# biliary catheter to internal/external biliary catheter



## chembree (Aug 4, 2009)

What code do I use for Internalization of the left biliary catheter to internal/external biliary drainage catheter???

This is a copy of the report...

So far these are my codes...
47505
47505
47525
74305 
74305 
75984 
????
????
99144
Exam:
   1. Right cholangiogram through existing catheter
   2. Left cholangiogram through existing catheter
   2. Exchange of right-sided internal/external biliary catheter.
   3. Internalization of the left biliary catheter to internal/external
   biliary drainage catheter.

   Catheters: Two 8 French internal/external biliary drainage catheters.

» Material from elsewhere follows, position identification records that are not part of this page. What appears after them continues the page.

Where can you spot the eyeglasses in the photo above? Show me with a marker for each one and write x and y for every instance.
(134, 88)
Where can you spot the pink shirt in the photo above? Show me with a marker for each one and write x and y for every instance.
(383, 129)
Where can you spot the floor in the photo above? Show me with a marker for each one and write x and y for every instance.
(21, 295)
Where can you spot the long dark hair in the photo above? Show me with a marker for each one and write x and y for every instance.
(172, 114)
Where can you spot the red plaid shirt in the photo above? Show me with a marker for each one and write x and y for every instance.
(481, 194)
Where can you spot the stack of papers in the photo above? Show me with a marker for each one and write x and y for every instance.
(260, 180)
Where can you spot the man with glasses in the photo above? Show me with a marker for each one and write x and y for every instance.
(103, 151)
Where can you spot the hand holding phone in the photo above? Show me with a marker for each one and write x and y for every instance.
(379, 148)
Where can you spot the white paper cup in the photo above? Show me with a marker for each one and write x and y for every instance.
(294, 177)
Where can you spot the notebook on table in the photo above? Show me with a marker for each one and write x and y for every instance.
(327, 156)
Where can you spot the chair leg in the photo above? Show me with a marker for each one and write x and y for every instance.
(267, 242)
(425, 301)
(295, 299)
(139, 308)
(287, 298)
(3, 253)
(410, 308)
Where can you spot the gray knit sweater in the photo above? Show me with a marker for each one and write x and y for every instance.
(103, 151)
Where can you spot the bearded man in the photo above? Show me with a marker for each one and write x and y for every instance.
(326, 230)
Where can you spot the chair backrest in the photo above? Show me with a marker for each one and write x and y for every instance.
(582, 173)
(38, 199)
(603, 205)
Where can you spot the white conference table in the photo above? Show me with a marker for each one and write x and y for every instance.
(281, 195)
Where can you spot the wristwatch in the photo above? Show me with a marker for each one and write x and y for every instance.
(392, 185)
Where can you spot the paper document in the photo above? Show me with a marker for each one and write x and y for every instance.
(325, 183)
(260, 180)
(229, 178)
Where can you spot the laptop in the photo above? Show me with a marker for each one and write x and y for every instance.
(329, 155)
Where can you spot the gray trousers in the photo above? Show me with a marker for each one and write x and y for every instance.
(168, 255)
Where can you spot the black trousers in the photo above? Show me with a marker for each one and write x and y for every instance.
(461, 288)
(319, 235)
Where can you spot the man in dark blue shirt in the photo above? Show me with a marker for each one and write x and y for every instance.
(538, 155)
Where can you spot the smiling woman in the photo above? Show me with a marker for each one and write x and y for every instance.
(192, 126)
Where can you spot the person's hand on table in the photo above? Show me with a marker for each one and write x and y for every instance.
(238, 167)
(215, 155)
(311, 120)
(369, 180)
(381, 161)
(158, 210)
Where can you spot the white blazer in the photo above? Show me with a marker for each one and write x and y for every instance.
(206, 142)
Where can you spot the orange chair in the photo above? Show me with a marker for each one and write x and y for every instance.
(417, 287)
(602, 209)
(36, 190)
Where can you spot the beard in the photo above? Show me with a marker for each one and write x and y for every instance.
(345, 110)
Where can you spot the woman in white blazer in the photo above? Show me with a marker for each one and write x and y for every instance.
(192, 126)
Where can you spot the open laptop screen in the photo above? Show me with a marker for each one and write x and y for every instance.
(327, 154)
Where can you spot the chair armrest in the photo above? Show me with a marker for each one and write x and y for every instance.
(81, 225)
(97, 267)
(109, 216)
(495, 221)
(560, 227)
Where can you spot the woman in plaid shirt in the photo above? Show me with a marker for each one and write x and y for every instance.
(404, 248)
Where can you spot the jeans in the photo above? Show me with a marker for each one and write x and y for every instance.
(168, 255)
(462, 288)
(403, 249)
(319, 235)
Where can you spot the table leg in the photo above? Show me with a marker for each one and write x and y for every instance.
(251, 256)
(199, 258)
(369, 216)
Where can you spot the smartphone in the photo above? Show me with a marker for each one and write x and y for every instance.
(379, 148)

   MEDICATION: Local and conscious sedation. 4.5 grams Zosyn IV also
   administered.

   TECHNIQUE: The risks, benefits and procedure itself were explained to
   the patient and informed written consent was obtained. The patient was
   placed on the table in the supine position. Bilateral existing tubes and
   overlying skin was cleaned and draped in sterile fashion. First the
   right-sided catheter was injected with contrast. A superstiff Amplatz
   wire was then advanced to the catheter into the small bowel. Catheter
   was removed and wire secured. The left biliary drainage catheter was
   then injected, unlocked, and a superstiff Amplatz wire advanced.
   Catheter removed and 8 French vascular sheath was placed. Using
   combination of a stiff angled Glidewire and a Kumpe catheter, the
   Glidewire was advanced through the area of tight stenosis and into the
   small bowel. The Kumpe catheter was then advanced and a wire exchanged
   for a superstiff Amplatz wire. The Kumpe catheter and sheath were then
   removed. Prior to removal, extension in the small bowel was confirmed
   with injection of contrast through the Kumpe catheter. The kidney sheath
   and the catheter were removed and wire secured. 8 French
   internal/external biliary drainage catheter was then advanced over the
   right wire into the duodenum. Secondly the left 8 French
   internal/external biliary catheter was advanced. Both pigtails were
   formed and proximal side holes positioned appropriately. Both catheters
   were sutured in place using 2-0 silk. Adhesive device used to secure
   catheters. Patient tolerated the procedure well without post procedural
   complication.

   FINDINGS:
   1. Initial cholangiogram demonstrated nondilated right biliary system.
   Contrast extended into the small bowel primarily about the catheter.
   Again, tight narrowing is seen involving the distal right common bile
   duct.

   2. Left biliary cholangiogram. The left biliary ductal system has
   markedly decreased in dilatation from prior examination with only mild
   residual dilatation. Contrast is seen to extend laterally filling a
   right hepatic duct as well as extending into the common bile duct. There
   is tight stenosis at this involving the distal left hepatic duct,
   however, contrast does extend through this region.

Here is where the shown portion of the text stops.